ある程度まで近づくと、ミニスケルトンが飛びかかってきた。
「いける!」
速度は通常のスケルトンの半分程度だった。
難なくかわすとミニスケルトンの攻撃が地面を割った。
エミリーっぽいスケルトンをそのまま捕まえて、体重を乗せて地面に叩きつける。
骨がばらばらに砕け散って、ミニスケルトンは倒れた。
そして。
「お、違うものがドロップしたぞ」
出てきたのははじめて見る大きめの種が二つ。
球根くらいの大きさだ。
これで何が上がるのかとわくわくしながら手にとった。
……。
…………。
………………。
シーン、とか。ひゅおおおん、とか。
そんな効果音が聞こえてくるくらい、何もなかった。
「能力アップの種じゃないのか。何かに使うのか?」
使うと言った瞬間、それまで何も起きなかった種の片方が、俺の手のひらの中でスゥと溶けた。
――レベルが1さがりました。
またアナウンスが聞こえる。レベルが下がっただって?
俺は眉をひそめながら、慎重に移動して、ナウボードを探す。
最初にあったナウボードまで戻ってきて、能力を確認。
―――1/2―――
レベル:1/1
HP D
MP F
力 F
体力 F
知性 F
精神 F
速さ F
器用 F
運 F
―――――――――
ここまでの稼ぎでHPが上がっていた。
一方でアナウンスのレベルは下がってなかった。
まあ、下がりようがないからなあ、1じゃ。
多分大丈夫だと思っていた、それでもちゃんと大丈夫だと分かったことでホッとした。
ホッとすると、全身が脱力した。
能力が下がった状態での戦闘は思った以上に消耗したようだ。
今日はこの辺で切り上げよう、そう思ってニホニウムを出た。
外はまだ日がたかかった。
定時退社所か、早帰りくらいの時間だ。
たまにはそれもいいだろう、と、仲間達が待つ屋敷にもどろう、としたその時。
「種……?」
俺の手の中に、残ったもう一つの種がある事に気づいた。
球根ほどのでっかい種、レベルが下がるもの。
それを持っていた、手のひらに溶けないで持ち出せた。
「……まさか」
☆
俺は急いで屋敷に帰った。
玄関から入ると、ミーケをだいたニホニウムが俺を出迎えた。
「苦しみましたか。
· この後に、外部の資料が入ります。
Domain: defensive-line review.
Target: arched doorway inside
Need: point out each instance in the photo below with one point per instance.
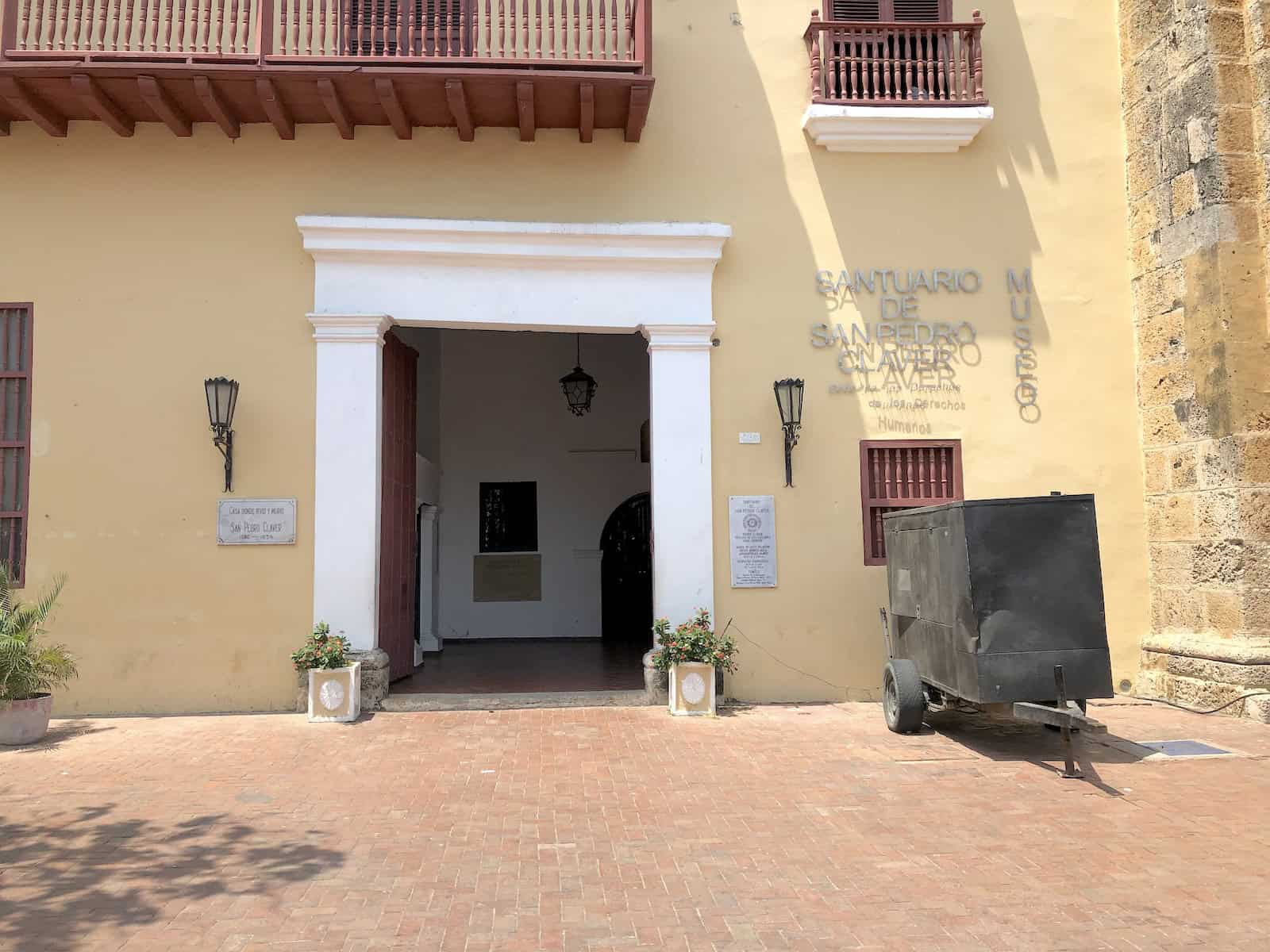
(626, 577)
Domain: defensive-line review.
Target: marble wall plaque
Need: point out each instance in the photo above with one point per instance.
(507, 578)
(256, 522)
(752, 532)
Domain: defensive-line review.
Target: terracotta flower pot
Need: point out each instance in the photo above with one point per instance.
(692, 689)
(336, 693)
(25, 721)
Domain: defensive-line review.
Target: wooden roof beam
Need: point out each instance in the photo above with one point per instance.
(525, 109)
(637, 114)
(276, 109)
(32, 107)
(215, 105)
(105, 108)
(336, 108)
(457, 101)
(163, 106)
(393, 108)
(587, 112)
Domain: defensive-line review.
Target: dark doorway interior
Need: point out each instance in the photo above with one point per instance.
(511, 666)
(626, 575)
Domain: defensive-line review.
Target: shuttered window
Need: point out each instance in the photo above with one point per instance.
(891, 10)
(437, 27)
(16, 323)
(905, 474)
あなたはレベルが下がらないからそうしたけど、その気になれば――」
「悪いニホニウム――いやちょっと来て」
「え?」
俺の剣幕におされてしまうニホニウム。
訳もわからずに俺についてきた。
彼女を引き連れて、燕の恩返し、出張所にやってきた。
「お帰りなさいリョータさん」
「早かったね、どうしたの?」
仲間達が転送してくるドロップ品を処理しているエルザとイーナの、燕の恩返しコンビ。
俺は彼女達に近づき、エルザに種を渡した。
「これは……?」
「触れる、というか渡せる」
「どういう事ですかリョータさん」
「これを買い取って欲しい」
「ドロップ品ですか?」
「こんなのはじめて見るね。どういう物?」
「使うとレベルが1下がる」
「「……え?」」
俺の言葉にキョトンとするエルザとイーナ。
「そんなもの、売れるわけが――」
半分あきれ、半分自嘲でつぶやくニホニウムだったが。
「ま、待ってください!」
「エルザ、私が本店にひとっ走りして聞いてくる」
「お願い」
慌てて動きはじめたエルザとイーナ、それを見てキョトンとするニホニウム。
しばらくして、イーナが戻ってきて。
「500万ピロで買い取るって」
その数字に、ニホニウムはますますきょとんとして、何が起きたのかも分からないまま呆けてしまった。